How to do penetration tests
An approved third party should carry out tests through the National Cyber Security Centre (NCSC) CHECK scheme or a member of the CDIO Cyber Security Team can carry them out internally, depending on your requirements.
You may need to schedule additional testing if you make significant changes to your service. You should meet with the IA team regularly to discuss ongoing changes.
A significant change could be when you:
- change a cloud service provider
- change stored data, for example if you introduce new data which can be classified as personal data under GDPR
- add a third-party partner, for example, a database processor or email provider (especially if the third-party partner is processing personal data)
- implement significant application changes or new features
Scope your test
An IT Health Check or security review can include:
- application penetration tests
- external network penetration tests
- server build reviews
- code reviews
- infrastructure-as-code reviews
- AWS configuration reviews
- red team engagements
- vulnerability scans
Before testing, you should define:
- the beginning and end test dates. This will be an agreement between the team and the tester(s) based on the size of the project, rather than dictated to them
- the areas you want the tester to target, for example, bypassing authentication
- what you should exclude, for example, third-party managed infrastructure
- exploits that are out of scope, such as DoS attacks
- any specific technical capabilities to allow third-party testers to complete testing, for example, experience working with AWS security groups
- the specific technical scope of the test including IP addresses, URLs and GitHub repositories
- technical documentation and tools that can assist with testing and understanding of the application, for example Swagger/Postman documentation for API tests
Schedule a test
To schedule a test, contact the IA team.
If you plan to test any application, you must contact the IA team at least 3 months in advance so they can organise the procurement for you.
If you are planning to ask the CDIO Cyber Security team to perform a test, you will need to enter the information listed in the scope your test section and the prepare for your test section into a Rules of Engagement document, where a scope can be agreed and signed off by both parties. As with the IA team, you should give at least 3 months’ notice to make sure you can schedule the test at a time that suits project timelines.
Prepare for your test
Before the test, you will be expected to share documentation with the testers, for example, up-to-date architecture diagrams. The documentation could also include information about the individual components of each application being tested.

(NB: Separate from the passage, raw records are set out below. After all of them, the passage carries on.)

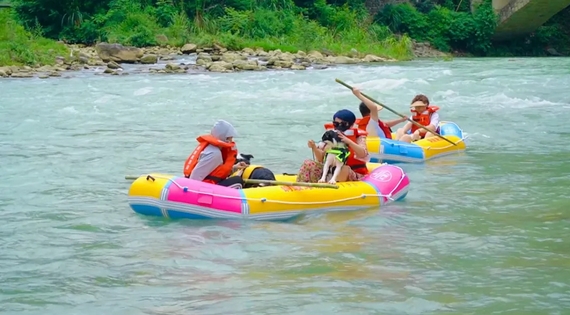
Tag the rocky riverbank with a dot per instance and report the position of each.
(115, 59)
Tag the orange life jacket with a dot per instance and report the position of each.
(423, 119)
(363, 123)
(356, 165)
(229, 155)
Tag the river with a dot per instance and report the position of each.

You should run the tests on a separate test environment which replicates the behaviour of your live service.
To prepare your test environment you should:
- give the tester all the credentials, certificates and authentication they need to start immediately
- provide a technical person to contact in case the tester has any queries
- note down the IP addresses of the testers and if necessary, add those IP addresses to any allow lists, making sure to remove them when testing has finished
- create temporary credentials for testers (testers should provide their own SSH public keys)
- give the tester the privileges required for the test, such as sudo access where appropriate
- notify your service providers in advance, for example by emailing GOV.UK PaaS Support - note that in most cases AWS do not require advance permission for penetration tests on your applications
- give the tester a distribution list of approved report recipients
What to do after testing
After your test, you should meet with the IA team to discuss the test results. You can then prioritise work to mitigate any issues identified in the test and schedule a retest if needed.
Teams should work with the CDIO Cyber Security team, who can give advice, consult on fixing any issues and take appropriate further action when required.